Complex funds are investments that are not freely publicly traded, says Schwab, such as restricted stock; privately held shares, including C-Corp, S-Corp, and limited partnership interests; initial public offerings; real estate; private equity; and hedge fund interests.
Schwab Charitable is eliminating the basic consulting and administrative fees for complex assets donated to charity. An experienced complex gift acceptance team will coordinate the sale of the assets, deposit the cash proceeds into the donors’ account, and provide contribution receipts for tax filing purposes in a consolidated report.
Accounts with ongoing complex needs may also receive dedicated support to assist with their contributions, investing, and granting, Schwab says.

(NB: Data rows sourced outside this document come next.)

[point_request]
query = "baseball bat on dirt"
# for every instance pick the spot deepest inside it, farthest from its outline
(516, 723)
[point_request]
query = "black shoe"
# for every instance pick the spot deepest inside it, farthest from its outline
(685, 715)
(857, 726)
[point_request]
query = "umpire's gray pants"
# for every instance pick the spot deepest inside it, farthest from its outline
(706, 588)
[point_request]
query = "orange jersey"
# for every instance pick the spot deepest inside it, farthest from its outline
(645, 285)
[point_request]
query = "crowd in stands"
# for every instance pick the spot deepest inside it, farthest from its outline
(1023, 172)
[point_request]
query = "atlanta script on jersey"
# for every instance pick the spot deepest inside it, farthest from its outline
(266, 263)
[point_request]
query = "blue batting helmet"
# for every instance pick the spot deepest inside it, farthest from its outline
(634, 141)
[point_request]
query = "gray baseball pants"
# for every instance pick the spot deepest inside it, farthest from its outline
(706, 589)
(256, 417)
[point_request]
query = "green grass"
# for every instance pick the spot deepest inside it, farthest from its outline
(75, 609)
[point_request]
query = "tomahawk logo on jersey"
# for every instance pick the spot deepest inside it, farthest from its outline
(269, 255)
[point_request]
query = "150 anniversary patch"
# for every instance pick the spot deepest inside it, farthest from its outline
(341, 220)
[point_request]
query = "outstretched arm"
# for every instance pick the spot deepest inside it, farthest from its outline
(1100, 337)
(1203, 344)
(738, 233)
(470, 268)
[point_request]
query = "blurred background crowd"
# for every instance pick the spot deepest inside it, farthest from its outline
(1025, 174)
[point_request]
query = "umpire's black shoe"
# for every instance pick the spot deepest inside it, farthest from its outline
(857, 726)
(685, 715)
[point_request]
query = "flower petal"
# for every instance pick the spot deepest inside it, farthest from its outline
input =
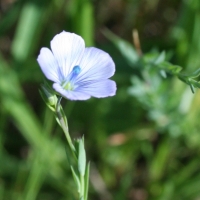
(49, 65)
(98, 89)
(72, 95)
(95, 65)
(68, 49)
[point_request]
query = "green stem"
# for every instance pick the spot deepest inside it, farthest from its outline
(64, 126)
(82, 181)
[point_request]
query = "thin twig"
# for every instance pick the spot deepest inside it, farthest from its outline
(136, 42)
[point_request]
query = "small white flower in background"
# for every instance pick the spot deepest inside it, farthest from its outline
(78, 73)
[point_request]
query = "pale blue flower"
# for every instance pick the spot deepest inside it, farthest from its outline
(78, 73)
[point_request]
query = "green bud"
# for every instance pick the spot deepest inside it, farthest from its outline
(48, 96)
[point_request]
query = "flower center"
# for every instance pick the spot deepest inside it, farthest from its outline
(69, 83)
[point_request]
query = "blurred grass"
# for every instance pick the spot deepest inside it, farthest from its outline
(144, 144)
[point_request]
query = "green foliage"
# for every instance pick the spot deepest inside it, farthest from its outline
(143, 143)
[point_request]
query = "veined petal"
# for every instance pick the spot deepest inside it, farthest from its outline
(95, 65)
(98, 89)
(68, 49)
(72, 95)
(49, 65)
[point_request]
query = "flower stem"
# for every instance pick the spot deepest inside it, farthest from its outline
(64, 125)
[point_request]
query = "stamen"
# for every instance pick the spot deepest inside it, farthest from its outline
(69, 83)
(75, 72)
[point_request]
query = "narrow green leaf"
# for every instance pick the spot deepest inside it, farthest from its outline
(160, 58)
(76, 179)
(87, 175)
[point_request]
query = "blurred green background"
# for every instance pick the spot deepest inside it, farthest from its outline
(143, 143)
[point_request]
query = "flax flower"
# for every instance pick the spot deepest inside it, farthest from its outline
(77, 72)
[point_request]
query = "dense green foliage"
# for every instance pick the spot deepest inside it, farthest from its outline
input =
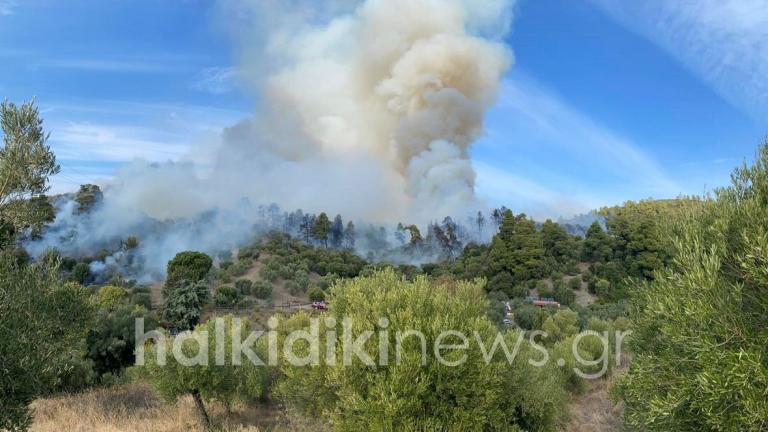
(225, 382)
(42, 322)
(185, 304)
(187, 266)
(474, 395)
(26, 164)
(110, 342)
(701, 324)
(88, 197)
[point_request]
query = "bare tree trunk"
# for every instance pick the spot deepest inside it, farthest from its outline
(201, 413)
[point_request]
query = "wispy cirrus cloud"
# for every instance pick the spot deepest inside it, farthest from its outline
(216, 80)
(557, 160)
(724, 42)
(92, 138)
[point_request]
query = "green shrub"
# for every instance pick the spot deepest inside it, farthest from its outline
(301, 278)
(316, 294)
(187, 266)
(475, 395)
(142, 299)
(564, 295)
(110, 297)
(225, 383)
(262, 290)
(227, 296)
(80, 273)
(110, 343)
(529, 317)
(249, 253)
(244, 286)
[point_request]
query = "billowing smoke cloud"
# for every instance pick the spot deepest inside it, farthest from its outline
(367, 109)
(369, 113)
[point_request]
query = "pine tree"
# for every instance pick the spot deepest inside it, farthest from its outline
(349, 235)
(321, 229)
(337, 232)
(597, 244)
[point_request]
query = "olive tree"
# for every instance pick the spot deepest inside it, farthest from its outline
(700, 325)
(42, 322)
(211, 380)
(26, 164)
(416, 390)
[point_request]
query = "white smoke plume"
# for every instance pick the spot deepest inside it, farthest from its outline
(367, 109)
(369, 113)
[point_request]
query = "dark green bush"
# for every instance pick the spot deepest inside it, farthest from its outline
(244, 286)
(262, 290)
(227, 296)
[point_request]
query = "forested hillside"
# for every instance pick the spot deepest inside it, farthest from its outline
(686, 276)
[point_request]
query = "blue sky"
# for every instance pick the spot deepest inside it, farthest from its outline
(607, 101)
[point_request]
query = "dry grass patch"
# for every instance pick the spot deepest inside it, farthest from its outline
(594, 411)
(135, 408)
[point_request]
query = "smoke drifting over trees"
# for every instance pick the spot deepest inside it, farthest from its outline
(369, 112)
(365, 109)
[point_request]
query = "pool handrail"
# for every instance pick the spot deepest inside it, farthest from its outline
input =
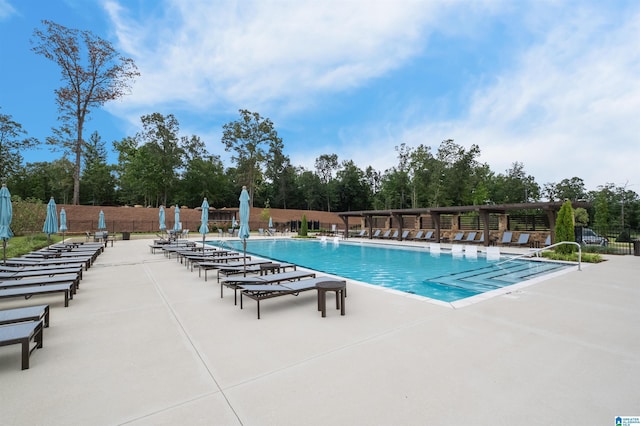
(537, 252)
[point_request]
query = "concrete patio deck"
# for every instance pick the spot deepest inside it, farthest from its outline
(147, 342)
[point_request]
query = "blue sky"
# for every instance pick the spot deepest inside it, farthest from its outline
(551, 84)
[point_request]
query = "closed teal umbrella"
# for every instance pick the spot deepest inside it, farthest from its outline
(63, 222)
(161, 219)
(6, 215)
(204, 218)
(177, 226)
(101, 223)
(51, 221)
(243, 232)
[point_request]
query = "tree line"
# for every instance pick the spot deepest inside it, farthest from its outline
(160, 166)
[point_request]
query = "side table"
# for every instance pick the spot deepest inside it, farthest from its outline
(339, 287)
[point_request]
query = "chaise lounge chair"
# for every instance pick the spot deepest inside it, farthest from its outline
(27, 292)
(22, 333)
(523, 240)
(29, 313)
(261, 292)
(235, 283)
(458, 237)
(471, 236)
(506, 238)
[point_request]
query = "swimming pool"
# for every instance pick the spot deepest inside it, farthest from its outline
(442, 276)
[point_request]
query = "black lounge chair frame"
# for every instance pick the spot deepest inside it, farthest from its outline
(22, 333)
(29, 313)
(27, 292)
(260, 292)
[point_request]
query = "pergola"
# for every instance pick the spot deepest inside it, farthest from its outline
(551, 209)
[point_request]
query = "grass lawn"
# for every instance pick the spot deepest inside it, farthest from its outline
(17, 246)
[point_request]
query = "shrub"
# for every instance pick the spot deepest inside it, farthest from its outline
(564, 228)
(624, 237)
(304, 227)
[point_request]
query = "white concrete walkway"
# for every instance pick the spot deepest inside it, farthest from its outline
(147, 342)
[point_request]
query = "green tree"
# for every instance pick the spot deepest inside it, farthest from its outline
(581, 216)
(12, 141)
(351, 186)
(564, 230)
(43, 180)
(247, 138)
(311, 188)
(205, 178)
(515, 186)
(93, 73)
(28, 215)
(326, 164)
(570, 189)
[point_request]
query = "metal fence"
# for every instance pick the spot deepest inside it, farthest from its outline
(618, 240)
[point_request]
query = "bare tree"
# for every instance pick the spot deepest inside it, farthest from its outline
(93, 72)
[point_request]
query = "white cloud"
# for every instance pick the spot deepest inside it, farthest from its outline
(567, 107)
(257, 52)
(6, 10)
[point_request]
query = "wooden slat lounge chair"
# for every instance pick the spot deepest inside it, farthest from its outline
(523, 240)
(22, 333)
(45, 272)
(458, 237)
(479, 240)
(27, 292)
(234, 283)
(28, 313)
(260, 292)
(418, 235)
(361, 234)
(386, 234)
(471, 236)
(57, 279)
(205, 266)
(506, 238)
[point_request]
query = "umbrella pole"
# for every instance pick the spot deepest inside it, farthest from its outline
(244, 249)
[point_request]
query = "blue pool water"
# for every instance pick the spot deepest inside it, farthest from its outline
(442, 276)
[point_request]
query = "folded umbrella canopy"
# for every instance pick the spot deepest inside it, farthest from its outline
(6, 215)
(101, 223)
(161, 219)
(63, 222)
(51, 221)
(243, 232)
(177, 226)
(204, 226)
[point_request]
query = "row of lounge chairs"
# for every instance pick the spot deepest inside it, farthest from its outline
(54, 269)
(256, 279)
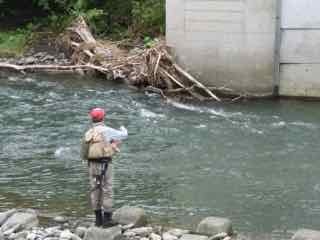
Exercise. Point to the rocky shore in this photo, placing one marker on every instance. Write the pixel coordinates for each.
(20, 224)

Once donors have contributed to their donor-advised fund accounts, Schwab helps those who want to give internationally through Schwab Charitable’s Global Giving Program. Donors may recommend grants to U.S. charities doing international work or they may support foreign charities directly.
The Global Giving Program provides hands-on support with the due diligence review of proposed foreign grant recipients and with granting either directly or through designated intermediary providers at specially negotiated rates, Schwab says. For grants made directly to foreign charities, Schwab Charitable works with charities and donors to meet expenditure reporting responsibilities.
“Our objective is to remove barriers to charitable giving and inspire our donors to give more,” says Kim Laughton, Schwab Charitable president.
“With these enhancements we are making both contributing complex assets and granting internationally as convenient and straightforward as possible,” Laughton adds. “We hope this will enable our donors to be even more generous and maximize the impact of their generosity.”